Although each family must make this decision on their own, we offer a number of thoughts which should be considered before transferring a child in the kindergarten year.
- In Montessori schools, learning is not focused on rote drill and memorization. Our goal is to develop students who really understand their schoolwork.
- Montessori students learn through hands-on experience, investigation, and research. They become actively engaged in their studies, rather than passively waiting to be spoon-fed.
- Montessori is consciously designed to recognize and address different learning styles, helping students learn to study most effectively.
- Montessori challenges and sets high expectations for all students, not only a special few.
- Montessori students develop self-discipline and an internal sense of purpose and motivation.
- In art, he/she will learn about artists, art styles, techniques and mediums, rather than learn the basic colors.
- The Primary Montessori curriculum is much more sophisticated than that found in most kindergartens.
- Montessori math is based on the European tradition of unified mathematics. Montessori introduces young children to basic geometry and other sophisticated concepts as early as kindergarten.
- In many Montessori schools, five-year olds are beginning to read the Junior Great Books; kindergartners in other schools may be learning to recognize letters and numbers.
- Five-year olds have a real sense of leadership in their classroom community.
- Your child has waited for two years to be one of the five-year-old leaders of his/her class. The kindergartners are looked up to as role models for the younger students, and most children eagerly await their opportunity to play this role.
- In Montessori, your child can continue to progress at her own pace. In traditional kindergarten, she will have to wait while the other children begin to catch up.

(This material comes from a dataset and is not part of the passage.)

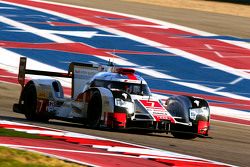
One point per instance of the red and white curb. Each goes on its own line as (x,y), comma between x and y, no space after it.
(96,151)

- Even in kindergarten, Montessori children are studying cultural geography and beginning to grow into global citizens.
- In Montessori, five-year olds work with intriguing learning materials, like the Trinomial Cube instead of coloring books and insipid basal readers.
- With the Land and Water Forms, he/she will learn about lakes, islands, isthmuses, straits, capes, archipelagos, peninsulas, and other geological forms, rather than circles, squares, and rectangles.
Please click here for an overview of the Kindergarten Curriculum.
Please click here for the Kindergarten Year in Montessori.
If you still have any doubt, spend a morning observing in your child’s class and compare it with a morning in a kindergarten class in the other school you are considering. Sit quietly and take mental notes. The differences may be subtle, but most likely they will be significant. Then project your child into the future and ask yourself how the positive differences you observed in the Montessori classroom might help shape your child to become the teenager, and later the adult, you envisioned for your child’s future.